This is a project built during a hiring event by Bank Of America and NITW.
It consists of a Node.js app that merges different datasets into a single one, and also assings a score to each datapoint.
Requires Node, npm, and TypeScript to be installed.
npm install
npm start
After this, locationScores.xlsx
should have a new sheet with the generated data.
- Create a dataset to facilitate choosing a location (county) to open a new office.
- Create coefficient scores for each location for:
- Lowest average weekly wage
- Lowest tax Rate
- Highest unemployment Rate
- Highest median Income
- Derive these metrics from 4 different data files.
- Extensions: JSON, XML, and XLSX.
- Create an aggregate score for each location, derived from the 4 scores described above.
- Export this new dataset into an Excel/XLSX file, with rows sorted by score in descending order.
- Implemented 4 methods to parse each file, to then return a dictionary like object were each key is a county code, and each value an object with a metric, and a coefficient score.
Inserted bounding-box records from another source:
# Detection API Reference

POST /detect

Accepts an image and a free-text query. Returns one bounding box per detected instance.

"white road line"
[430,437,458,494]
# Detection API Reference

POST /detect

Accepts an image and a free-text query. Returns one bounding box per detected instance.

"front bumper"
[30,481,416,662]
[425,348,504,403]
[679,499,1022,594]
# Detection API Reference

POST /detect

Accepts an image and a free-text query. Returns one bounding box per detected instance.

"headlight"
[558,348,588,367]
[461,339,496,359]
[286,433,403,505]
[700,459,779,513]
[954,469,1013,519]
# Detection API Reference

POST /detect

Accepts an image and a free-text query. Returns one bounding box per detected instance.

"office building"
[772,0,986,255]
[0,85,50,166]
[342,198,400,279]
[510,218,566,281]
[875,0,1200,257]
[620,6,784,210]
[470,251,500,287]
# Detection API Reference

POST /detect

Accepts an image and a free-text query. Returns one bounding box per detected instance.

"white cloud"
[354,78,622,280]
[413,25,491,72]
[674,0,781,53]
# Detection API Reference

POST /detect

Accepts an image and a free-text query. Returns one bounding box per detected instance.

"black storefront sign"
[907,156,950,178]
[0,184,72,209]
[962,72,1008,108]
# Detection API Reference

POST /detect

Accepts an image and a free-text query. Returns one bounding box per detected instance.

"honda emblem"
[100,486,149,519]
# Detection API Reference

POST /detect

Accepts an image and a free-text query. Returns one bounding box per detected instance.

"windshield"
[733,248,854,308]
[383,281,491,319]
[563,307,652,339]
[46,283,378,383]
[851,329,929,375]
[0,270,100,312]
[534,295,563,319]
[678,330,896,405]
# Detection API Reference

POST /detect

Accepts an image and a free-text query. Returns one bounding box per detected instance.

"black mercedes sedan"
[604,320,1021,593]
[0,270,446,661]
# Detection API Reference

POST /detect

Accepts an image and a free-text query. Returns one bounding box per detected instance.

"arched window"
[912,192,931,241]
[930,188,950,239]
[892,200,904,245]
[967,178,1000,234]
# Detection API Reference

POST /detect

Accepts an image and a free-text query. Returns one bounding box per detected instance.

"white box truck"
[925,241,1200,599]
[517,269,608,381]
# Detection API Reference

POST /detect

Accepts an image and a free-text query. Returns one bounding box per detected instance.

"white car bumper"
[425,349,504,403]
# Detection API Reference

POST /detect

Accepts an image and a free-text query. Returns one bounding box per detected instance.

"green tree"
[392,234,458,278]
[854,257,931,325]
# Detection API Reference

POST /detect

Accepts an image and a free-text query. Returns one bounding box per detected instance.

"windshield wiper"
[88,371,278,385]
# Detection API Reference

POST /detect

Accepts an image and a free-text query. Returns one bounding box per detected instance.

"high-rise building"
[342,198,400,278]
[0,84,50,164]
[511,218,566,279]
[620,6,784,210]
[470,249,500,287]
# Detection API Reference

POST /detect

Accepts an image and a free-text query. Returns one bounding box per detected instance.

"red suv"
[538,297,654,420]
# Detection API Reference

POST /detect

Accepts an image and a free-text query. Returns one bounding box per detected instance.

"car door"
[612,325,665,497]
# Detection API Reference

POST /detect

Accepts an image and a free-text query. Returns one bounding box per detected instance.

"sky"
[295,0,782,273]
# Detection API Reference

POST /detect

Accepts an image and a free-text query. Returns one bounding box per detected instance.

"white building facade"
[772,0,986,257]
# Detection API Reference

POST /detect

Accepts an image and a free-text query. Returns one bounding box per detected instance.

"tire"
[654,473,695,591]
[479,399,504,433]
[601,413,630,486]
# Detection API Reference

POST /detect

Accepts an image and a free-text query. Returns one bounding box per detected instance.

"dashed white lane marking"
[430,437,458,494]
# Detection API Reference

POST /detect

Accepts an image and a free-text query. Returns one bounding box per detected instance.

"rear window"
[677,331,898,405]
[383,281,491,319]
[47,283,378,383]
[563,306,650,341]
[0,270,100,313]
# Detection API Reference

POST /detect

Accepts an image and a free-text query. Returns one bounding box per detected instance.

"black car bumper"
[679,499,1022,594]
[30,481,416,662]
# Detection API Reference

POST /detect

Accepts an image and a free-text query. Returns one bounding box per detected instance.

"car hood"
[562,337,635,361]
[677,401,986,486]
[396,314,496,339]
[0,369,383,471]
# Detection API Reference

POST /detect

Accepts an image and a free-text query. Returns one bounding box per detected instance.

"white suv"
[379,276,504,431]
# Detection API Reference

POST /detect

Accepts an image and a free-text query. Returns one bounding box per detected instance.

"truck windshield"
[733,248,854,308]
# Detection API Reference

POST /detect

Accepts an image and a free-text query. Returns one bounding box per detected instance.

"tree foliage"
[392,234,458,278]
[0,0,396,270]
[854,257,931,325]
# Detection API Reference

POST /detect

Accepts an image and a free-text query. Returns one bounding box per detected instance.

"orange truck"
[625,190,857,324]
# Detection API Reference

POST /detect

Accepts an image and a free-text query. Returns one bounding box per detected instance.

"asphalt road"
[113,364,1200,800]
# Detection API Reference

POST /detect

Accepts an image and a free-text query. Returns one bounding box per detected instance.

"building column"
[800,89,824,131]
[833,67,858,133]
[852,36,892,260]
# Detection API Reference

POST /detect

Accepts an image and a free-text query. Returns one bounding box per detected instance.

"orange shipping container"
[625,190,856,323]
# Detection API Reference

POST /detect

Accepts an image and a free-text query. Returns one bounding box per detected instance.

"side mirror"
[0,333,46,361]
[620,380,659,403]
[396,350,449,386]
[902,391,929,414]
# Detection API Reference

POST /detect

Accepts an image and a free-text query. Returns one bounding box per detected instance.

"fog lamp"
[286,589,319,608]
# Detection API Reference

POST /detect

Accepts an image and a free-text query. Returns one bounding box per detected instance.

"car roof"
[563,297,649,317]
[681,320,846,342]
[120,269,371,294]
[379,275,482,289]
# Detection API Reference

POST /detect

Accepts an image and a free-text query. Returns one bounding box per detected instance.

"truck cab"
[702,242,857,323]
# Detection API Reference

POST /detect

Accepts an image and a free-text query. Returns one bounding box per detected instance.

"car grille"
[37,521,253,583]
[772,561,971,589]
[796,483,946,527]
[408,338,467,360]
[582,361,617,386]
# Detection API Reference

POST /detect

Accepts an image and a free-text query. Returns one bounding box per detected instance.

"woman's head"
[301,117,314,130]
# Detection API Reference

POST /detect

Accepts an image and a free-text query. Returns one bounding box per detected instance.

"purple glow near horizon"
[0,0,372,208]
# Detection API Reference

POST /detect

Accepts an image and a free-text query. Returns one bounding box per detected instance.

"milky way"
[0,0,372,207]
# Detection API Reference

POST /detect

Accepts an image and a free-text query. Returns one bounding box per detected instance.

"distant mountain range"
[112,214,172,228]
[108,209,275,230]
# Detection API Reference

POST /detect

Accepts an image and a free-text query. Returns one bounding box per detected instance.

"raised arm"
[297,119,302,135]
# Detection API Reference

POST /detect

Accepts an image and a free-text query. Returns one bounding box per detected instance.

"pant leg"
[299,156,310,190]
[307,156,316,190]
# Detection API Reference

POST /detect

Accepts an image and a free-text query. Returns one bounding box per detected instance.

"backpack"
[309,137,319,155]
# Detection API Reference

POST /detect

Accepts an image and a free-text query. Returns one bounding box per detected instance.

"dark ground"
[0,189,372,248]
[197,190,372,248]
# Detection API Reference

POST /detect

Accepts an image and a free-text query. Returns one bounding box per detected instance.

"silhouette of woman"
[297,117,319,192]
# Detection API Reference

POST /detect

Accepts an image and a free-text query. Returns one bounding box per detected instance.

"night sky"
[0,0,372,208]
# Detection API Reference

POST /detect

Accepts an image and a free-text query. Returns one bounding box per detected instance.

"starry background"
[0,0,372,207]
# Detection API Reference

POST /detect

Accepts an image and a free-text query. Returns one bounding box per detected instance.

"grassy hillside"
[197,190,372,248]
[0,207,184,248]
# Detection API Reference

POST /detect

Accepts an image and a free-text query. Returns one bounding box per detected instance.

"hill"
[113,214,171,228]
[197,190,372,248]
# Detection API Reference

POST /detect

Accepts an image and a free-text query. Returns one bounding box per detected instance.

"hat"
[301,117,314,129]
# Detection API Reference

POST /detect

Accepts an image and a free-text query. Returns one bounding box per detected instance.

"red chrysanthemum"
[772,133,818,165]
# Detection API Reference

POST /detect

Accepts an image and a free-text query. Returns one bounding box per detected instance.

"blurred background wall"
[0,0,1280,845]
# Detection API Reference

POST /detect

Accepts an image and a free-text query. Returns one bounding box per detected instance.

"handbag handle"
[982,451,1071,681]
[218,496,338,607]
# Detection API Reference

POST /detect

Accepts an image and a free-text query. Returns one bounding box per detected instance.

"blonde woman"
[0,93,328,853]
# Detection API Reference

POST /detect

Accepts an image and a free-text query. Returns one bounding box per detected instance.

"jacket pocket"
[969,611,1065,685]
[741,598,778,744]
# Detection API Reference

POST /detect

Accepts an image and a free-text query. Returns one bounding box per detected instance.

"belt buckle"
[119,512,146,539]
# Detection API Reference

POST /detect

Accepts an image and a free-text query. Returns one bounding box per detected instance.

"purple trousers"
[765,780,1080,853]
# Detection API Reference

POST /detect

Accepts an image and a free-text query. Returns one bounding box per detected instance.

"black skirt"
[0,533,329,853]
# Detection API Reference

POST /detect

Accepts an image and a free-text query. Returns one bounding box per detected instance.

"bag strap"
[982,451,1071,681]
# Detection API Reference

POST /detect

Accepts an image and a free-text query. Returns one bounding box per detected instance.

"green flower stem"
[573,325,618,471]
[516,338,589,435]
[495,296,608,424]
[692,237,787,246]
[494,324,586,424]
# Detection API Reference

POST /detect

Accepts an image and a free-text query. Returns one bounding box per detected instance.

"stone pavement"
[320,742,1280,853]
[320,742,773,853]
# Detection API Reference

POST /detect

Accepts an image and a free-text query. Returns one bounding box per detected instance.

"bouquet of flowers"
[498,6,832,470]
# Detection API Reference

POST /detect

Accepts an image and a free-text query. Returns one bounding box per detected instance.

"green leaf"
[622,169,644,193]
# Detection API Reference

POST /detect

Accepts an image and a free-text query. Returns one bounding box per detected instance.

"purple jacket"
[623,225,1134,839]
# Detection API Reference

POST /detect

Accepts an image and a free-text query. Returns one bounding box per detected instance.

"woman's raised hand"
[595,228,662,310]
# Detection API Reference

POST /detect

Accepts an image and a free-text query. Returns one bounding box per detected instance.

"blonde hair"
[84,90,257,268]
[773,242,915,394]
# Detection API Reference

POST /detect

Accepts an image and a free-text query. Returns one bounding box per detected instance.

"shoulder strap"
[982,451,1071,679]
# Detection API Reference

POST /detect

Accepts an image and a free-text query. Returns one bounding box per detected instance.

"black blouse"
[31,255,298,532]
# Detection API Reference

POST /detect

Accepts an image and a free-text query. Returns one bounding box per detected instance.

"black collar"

- Coefficient scores were calculated using the highest and lowest values for each metric.
- Implemented a method that merges all of the dictionaries into a single array which contains relevant metrics, as well as a newly generated aggregate scores for each location.
- It then sorts the array by score in ascending order.
- Implemented a method which writes the contents of this array into a new sheet in an excel file.
The result is an Excel file containing 660 counties sorted by scores in descending order.